Vatican Launches Track Team Made Up of Nuns, Clergy, Swiss Guard, and Other Staff
A new international sports team may have a supernatural boost: Vatican representatives announced last week that the city-state has launched a national track and field team.
The group will start with about 60 members, pending official clearance and a health examination required by the Italian government, Father Melchor Jose Sanchez de Toca y Alameda, team president and the head of the Vatican’s sports department in the culture ministry, told Runner’s World.
Those members range in age from 18 to 62, and have a variety of professions within the Vatican.
“There’s all types of people—it cuts across the Vatican world. There is one nun, three or four clergy, the rest are lay people,” Sanchez explained. Those lay people include those who work for Vatican radio and newspaper, the fire department, the Vatican archives, and the Swiss Guard.
There’s even one who works on the farm at Castel Gandolfo, a town north of Rome that’s known as the Pope’s summer residence. “He’s a milkman,” said Sanchez. “He brings milk and eggs every day in the morning from Castel Gandolfo to the Vatican City.”
Some of these team members are pretty darn fast.
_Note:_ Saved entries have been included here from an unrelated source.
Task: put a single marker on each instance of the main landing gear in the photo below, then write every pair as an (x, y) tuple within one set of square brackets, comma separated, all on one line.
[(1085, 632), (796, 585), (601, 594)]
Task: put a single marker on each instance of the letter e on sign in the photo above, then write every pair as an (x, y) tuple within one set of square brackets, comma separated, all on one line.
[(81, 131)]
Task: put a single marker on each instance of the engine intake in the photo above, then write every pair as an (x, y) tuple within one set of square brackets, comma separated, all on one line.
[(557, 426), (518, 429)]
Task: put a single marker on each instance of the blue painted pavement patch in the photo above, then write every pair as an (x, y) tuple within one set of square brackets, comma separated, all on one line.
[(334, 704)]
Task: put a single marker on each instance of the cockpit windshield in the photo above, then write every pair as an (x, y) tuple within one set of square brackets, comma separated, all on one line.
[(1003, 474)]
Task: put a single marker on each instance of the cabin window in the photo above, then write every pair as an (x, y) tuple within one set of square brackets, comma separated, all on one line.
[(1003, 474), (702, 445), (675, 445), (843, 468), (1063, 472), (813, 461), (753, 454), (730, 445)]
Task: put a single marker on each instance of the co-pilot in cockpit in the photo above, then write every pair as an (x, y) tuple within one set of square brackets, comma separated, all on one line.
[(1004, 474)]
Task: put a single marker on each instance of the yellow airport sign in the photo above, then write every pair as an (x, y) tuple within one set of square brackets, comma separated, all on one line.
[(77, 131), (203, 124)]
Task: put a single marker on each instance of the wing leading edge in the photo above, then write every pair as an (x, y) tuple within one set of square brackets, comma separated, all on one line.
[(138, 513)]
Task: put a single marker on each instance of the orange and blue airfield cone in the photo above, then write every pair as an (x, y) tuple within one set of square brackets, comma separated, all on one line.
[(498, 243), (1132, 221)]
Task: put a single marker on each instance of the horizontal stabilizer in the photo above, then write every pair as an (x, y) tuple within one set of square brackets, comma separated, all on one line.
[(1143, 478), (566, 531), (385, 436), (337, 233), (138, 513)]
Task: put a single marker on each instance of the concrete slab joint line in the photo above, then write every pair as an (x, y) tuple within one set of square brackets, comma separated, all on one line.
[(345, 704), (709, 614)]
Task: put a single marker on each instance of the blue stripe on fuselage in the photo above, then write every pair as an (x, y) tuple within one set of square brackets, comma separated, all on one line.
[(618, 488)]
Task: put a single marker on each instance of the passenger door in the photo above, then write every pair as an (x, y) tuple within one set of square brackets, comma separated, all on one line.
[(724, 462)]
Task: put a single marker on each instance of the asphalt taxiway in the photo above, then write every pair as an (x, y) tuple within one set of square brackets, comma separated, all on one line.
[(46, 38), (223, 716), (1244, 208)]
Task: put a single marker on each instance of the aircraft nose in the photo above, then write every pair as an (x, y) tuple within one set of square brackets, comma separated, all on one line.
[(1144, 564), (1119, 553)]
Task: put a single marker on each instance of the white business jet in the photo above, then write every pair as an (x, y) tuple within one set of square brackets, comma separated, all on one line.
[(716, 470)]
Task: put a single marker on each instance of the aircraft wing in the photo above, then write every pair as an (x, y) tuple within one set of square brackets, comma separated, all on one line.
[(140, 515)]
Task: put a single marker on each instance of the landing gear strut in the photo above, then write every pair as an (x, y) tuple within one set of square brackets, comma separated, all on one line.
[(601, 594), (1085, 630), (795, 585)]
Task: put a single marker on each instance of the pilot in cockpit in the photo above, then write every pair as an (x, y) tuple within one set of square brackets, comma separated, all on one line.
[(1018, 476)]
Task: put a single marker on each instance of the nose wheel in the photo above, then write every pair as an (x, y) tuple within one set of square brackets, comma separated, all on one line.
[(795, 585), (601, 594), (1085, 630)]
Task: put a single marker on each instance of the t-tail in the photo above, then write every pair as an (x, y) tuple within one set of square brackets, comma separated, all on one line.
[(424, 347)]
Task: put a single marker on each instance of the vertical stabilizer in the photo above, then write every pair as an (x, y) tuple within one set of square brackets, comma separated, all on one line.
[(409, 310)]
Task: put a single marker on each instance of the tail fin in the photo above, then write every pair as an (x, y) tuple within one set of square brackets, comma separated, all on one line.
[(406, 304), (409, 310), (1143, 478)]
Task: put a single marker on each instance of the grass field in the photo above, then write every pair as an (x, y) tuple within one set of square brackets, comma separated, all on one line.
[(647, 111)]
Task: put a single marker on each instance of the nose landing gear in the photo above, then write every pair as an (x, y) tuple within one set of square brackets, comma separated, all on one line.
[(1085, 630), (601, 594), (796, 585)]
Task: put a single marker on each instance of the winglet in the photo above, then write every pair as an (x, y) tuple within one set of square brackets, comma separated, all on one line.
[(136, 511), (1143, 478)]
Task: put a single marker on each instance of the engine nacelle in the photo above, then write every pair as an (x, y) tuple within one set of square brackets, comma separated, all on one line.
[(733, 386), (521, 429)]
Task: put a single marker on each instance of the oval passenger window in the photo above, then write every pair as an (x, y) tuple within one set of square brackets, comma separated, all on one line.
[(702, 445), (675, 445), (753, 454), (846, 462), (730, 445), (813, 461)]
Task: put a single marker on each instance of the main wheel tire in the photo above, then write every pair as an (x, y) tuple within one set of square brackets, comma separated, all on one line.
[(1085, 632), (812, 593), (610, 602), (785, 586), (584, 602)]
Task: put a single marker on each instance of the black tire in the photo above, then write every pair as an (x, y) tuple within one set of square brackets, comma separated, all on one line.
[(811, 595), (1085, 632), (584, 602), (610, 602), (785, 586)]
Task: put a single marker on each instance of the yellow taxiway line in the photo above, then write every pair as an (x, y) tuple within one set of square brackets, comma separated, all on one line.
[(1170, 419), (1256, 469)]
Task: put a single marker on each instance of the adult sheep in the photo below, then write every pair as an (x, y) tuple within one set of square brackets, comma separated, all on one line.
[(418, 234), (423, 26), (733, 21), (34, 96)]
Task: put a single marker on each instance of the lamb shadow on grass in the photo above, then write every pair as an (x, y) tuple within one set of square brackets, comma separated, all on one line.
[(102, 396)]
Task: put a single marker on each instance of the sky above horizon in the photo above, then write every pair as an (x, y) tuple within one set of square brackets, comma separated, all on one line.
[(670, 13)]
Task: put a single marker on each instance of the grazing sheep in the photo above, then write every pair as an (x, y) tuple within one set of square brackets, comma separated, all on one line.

First of all, there’s Michela Ciprietti, who won the 2018 Vienna Half Marathon in 1:22:57.
“She has won several half marathons in Italy, and also 10Ks. She works at the Vatican pharmacy, but her winning has nothing to do with her work at the pharmacy!” Sanchez joked.
There’s also Giovanni Buontempo, an Italian priest who has lived in New York, and runs a mean 10K. “He’s really fast. His name literally means ‘good time.’ It was destiny.”
The team meets up every week or so to train together, but it’s tough, as most members don’t actually live in the Vatican. Instead, they are spread all over Rome, Sanchez said. They often train on the wide running path along the Tiber River, or in sports facilities owned by the Italian police.
The team members—clergy and lay people alike—will compete in an official Vatican team uniform, a royal navy tracksuit with the colors of the Vatican flag, white and yellow, as accents.
Sanchez is clear about the immediate goals of the team. “The goal of this team is to run together and to share our passion for running and for track and field. Then, this small club wants to bring a message of Christian solidarity, joy, and inclusion.”
To that end, the team has welcomed two refugees from Africa into its ranks.
The team’s first official event will be January 20, in a 10K called “La Corsa de Miguel,” a.k.a. Miguel’s Run, which is named after an Argentinian athlete who disappeared while on a run during the Argentinian dictatorship. Members will also be participating in more events of their choosing in and around Rome, including the Valencia Marathon in Spain. Of course, the team members are also big supporters of charity runs and events, Sanchez said.
As for the future, Sanchez has dreams—like seeing the Vatican flag at the Olympics, though he knows that’s probably not a short-term likelihood. What he can look to in the near future? Competing at other international competitions, like the European Small States Games, where team members would face off against others from countries like Malta, San Marino and Monaco.
“I think we would have chances to get medals at those games,” he said.